Randy Paush: professore di informatica e ricercatore presso l’università Carnegy Mellon di Pittsburgh, Pennsylvania. Muore nel Luglio 2008 da cancro diagnosticato alla fine del 2006.

A settembre 2007 tiene quella che viene chiamata la “Last Lecture”, l’ultima lezione di fronte ad un pubblico numeroso. Il video della lezione – intitolata “Really Achieving Your Childhood Dreams”, cioè “Realizzate i Vostri Sogni d’Infanzia” – è stato visto da oltre 6 milioni di persone, ad oggi.

Randy Paush si occupava di informatica ma – più importante – di tecnologie avanzate per l’insegnamento; importante la sua iniziativa ETC Entertainment Technology Center, presso la Carnegy Mellon.

Ma non questi i meriti – pur sostanziosi – che mi hanno colpito quando ho visto il filmato (non ho capito molto dato l’inglese stretto) e letto la sua storia. La sensazione forte – naturalmente – è la reazione alla morte certa e certificata. Non posso e non voglio descrivere il fatto: chi lo desidera può vedersi il filmato.

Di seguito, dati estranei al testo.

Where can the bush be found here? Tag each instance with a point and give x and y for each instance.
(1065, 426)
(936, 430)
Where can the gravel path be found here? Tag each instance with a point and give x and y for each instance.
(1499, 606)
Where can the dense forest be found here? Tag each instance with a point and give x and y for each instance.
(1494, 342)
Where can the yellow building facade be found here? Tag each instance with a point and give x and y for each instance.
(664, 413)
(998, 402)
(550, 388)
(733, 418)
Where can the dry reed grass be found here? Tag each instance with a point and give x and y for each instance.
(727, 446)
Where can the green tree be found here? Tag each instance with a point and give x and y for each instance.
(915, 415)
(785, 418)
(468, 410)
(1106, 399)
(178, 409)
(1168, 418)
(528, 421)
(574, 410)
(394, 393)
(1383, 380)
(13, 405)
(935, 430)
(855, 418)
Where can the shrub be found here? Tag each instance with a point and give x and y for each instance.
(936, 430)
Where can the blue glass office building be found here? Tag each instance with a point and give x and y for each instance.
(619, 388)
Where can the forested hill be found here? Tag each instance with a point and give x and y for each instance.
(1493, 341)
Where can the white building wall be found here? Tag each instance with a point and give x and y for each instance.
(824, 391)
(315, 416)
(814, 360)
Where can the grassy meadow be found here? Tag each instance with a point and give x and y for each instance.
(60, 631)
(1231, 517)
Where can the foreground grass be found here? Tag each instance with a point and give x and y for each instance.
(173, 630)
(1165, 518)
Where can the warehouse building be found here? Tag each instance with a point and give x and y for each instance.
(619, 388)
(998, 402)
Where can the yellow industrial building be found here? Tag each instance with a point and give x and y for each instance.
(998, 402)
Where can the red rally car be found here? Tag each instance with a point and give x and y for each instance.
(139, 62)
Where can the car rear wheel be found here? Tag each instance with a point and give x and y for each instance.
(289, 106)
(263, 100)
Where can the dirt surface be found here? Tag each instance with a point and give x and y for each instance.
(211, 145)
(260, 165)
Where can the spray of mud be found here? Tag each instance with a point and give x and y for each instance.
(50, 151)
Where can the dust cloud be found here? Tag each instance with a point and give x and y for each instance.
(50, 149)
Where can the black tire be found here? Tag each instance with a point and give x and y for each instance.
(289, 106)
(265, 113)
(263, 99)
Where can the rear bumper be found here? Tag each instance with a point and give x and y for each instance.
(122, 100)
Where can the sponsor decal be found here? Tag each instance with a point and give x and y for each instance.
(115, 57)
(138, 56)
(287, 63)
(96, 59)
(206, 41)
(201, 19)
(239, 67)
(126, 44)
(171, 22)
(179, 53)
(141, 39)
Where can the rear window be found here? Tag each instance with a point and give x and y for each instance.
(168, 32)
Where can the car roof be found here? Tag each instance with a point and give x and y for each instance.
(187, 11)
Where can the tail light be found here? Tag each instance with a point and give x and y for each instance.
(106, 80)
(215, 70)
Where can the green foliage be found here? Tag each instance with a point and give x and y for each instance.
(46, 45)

Mi viene da pensare che certamente quest’uomo è straordinariamente coraggioso; affronta il pubblico, lavora, gioca fino all’ultimo (quasi) minuto di vita ed è in grado ancora di trasmettere fiducia nel futuro, piuttosto che rintanarsi e piangere sulla sua sorte. Viene quasi automatico pensare (o rigettare immediatamente il pensiero) a come ci saremmo comportati noi in un caso analogo o magari, se la vita ci riserverà proprio un tale caso.

Sì, sì, però sento che non è questo il punto; mi sembra che la questione sia più generale, che riguardi un modo comune di rapportarsi con la morte; insomma, mi sembra un fatto culturale.

Nascondere o non-nascondere la morte imminente è un comportamento che si acquisisce con il tempo, con lo stratificarsi di tradizioni e riti e abitudini, tese tutte al tentativo di esorcizzare, obliare la morte.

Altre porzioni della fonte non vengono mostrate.